Without them she would've known he was going there when he was still blocks away but the apprehensive way he surveyed the building before heading up the steps did nothing to calm her nerves.
"Tess-"
"I need to go."
"Is everything okay?" Cam asked, standing with her and grabbing her arm as she went to go but how did she tell him that the fear they'd just been discussing was about to play out in real time?
By the way his face tightened she didn't have to so she just gave his hand a quick squeeze. "I'll text you later."
Later.
Once she'd figured out what the hell Clark wanted and why the fuck he'd thought it was a good idea to go to the 21st to get it. Cas had already let Intelligence know what was happening but she still shot Jay a text to let him know she was on her way, again unsoothed by his reply that they had it handled; she was sure he did, Trudy was already giving Clark a hell of a glare but that didn't mean she liked this. She actually fucking hated it.

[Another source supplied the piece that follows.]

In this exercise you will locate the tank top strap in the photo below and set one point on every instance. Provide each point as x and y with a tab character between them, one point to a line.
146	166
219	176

And Tess didn't know what she thought was worse, the fact that Clark was at the precinct or that she wasn't. Or maybe the worst thing was that she had a live feed of their conversation, complete with audio that was making her heart drop into her stomach because it was one thing to know that she had once stabbed him in the neck for insinuating that someone might go after Jay and another thing entirely to watch him tell Jay that. To watch him show him. To listen to Jay threaten to do worse if he hurt her and then to Clark as he clapped back that he didn't think he had the stomach for torture. To listen to Voight step in and tell him that he did, a line she knew the older man was comfortable with but had no desire to see him cross, for anyone let alone her. But as much as that hurt Jay's response as what really killed her.

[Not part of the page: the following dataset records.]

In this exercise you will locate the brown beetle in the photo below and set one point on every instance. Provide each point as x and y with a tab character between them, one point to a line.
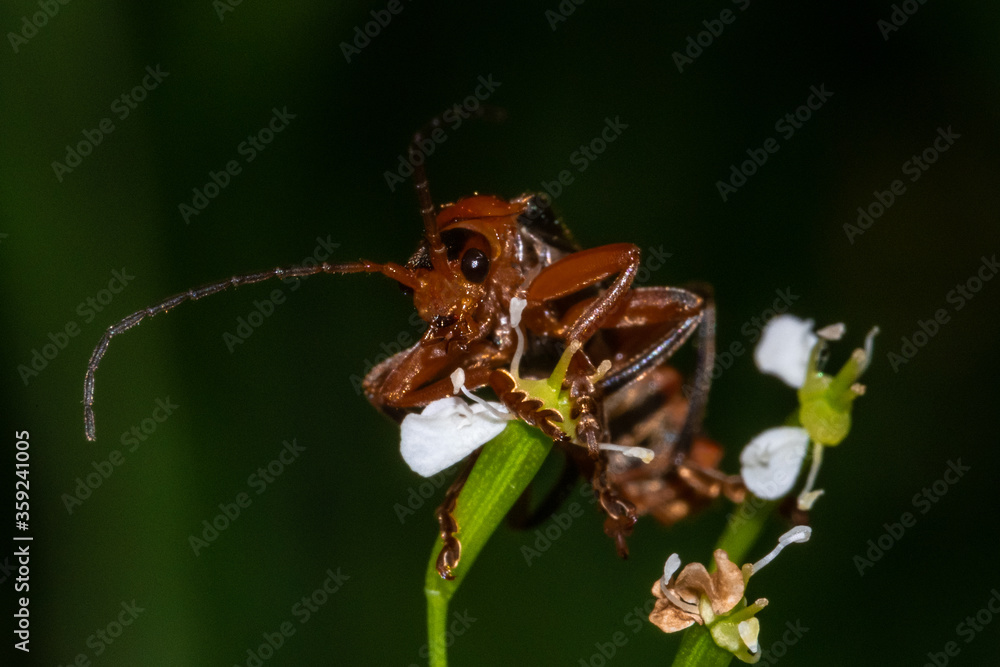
476	255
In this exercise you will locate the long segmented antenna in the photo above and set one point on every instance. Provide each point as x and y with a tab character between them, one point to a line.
394	271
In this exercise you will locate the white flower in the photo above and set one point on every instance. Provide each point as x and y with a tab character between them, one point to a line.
771	461
447	431
784	349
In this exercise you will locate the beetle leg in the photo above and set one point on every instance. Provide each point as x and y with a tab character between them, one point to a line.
584	269
451	551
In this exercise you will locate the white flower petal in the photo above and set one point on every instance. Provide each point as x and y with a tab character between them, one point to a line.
771	461
784	349
446	432
670	567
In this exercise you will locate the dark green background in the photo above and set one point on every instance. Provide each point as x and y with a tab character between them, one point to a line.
323	175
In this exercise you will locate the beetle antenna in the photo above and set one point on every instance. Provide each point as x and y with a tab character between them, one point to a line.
418	158
396	272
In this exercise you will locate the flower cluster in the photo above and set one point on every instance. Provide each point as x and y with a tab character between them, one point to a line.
790	350
716	600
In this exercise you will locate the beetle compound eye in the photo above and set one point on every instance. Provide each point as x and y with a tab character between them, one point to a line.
475	265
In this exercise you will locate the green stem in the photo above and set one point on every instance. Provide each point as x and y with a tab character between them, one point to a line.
698	649
745	524
506	466
744	527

That's because all you know is the cop. You got no idea what the Ranger is capable of.
It was true.
Clark didn't, and no one else did either. Not even her. She had ideas of course, she knew the lines he'd crossed in the military, on the force, and the ones he'd come close to but he'd never be put in the position where he was crossing a line for her. And she didn't ever want him to be. It was hypocritical as all shit but she didn't want to know what he would do for her, the ways he might debase himself, might taint the heart that had guided her when her own was broken.
This was all exactly what she hadn't wanted.
And exactly what she'd put herself in the position to expect.